Have you ever had any diabetes-related emergencies while performing?
I have had a few close calls. One night in France I was onstage and knew that my blood sugars were getting very low. I checked my blood and it was at 60. So I drank about two-thirds of a bottle of Powerade that was given to us. Two songs later I felt even worse and started to get disoriented and very dizzy. I began to slightly panic and couldn't understand why I wasn't feeling stabilized. So immediately after the song I still had sense enough to grab the bottle (which was in French, to make matters more difficult) and realized that they had given me a drink sweetened with sucralose [that] had next to no sugar or carbs! My tech then had to make a mad dash back to the dressing rooms to find something else before it was too late. Luckily, he came through, and everything worked out OK. I also have very understanding band members who just threw out a jam with no drums while I got what I needed. So hey, because of my diabetes, the audience got a little something extra. The glass is half full, people!
What other activities are you involved in outside of your main band commitments?
I am involved in a project with Tim Commerford, who plays bass in Rage Against the Machine. We are in the process of writing and recording a record now. I also have two little boys, Luka and Alex, almost 3 and 1 years old. My family is the best thing that ever happened to me. So, being able to spend quality time with them during the down times is amazing.
I understand that you've been very involved in raising awareness of type 1 diabetes.
I have been supporting the Juvenile Diabetes Research Foundation since the mid-'90s, and I have been working with them lately on a diabetic-safe beverage I am now producing called Olade. Once we have the distribution and are making a profit, we will be giving a portion of that to JDRF. I started making lemonade with simply fresh organic lemons, water, and stevia, a sweet herb from Paraguay. We are very excited because the Food and Drug Administration finally approved stevia at the end of 2008. We just did a six-flavor production run that will hopefully be available at a store near you very soon.
What does the future hold for Rage Against the Machine?

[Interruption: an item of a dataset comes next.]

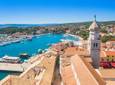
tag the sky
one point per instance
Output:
(55, 11)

The next thing on the RATM plate is a tour of South America in 2010. And who knows what else? Another record would be nice. We also have yet to do a proper U.S. tour since we reunited.
Do you have any advice for young people who have recently been diagnosed with diabetes?
Yes, I can say this: Diabetes is no walk in the park, I know. But with the proper care and knowledge, it can be a manageable disease. The more accepting you are about the fact that you have this disease, the better you will begin to take care of yourself. And it's nothing to be embarrassed or ashamed of. Be proud of who you are, and don't let this disease keep you from doing what you want to do—unless, of course, you want to be a professional pie-eating contestant. [In that case] I would say find another passion. The world is your oyster! Find something you love and go for it!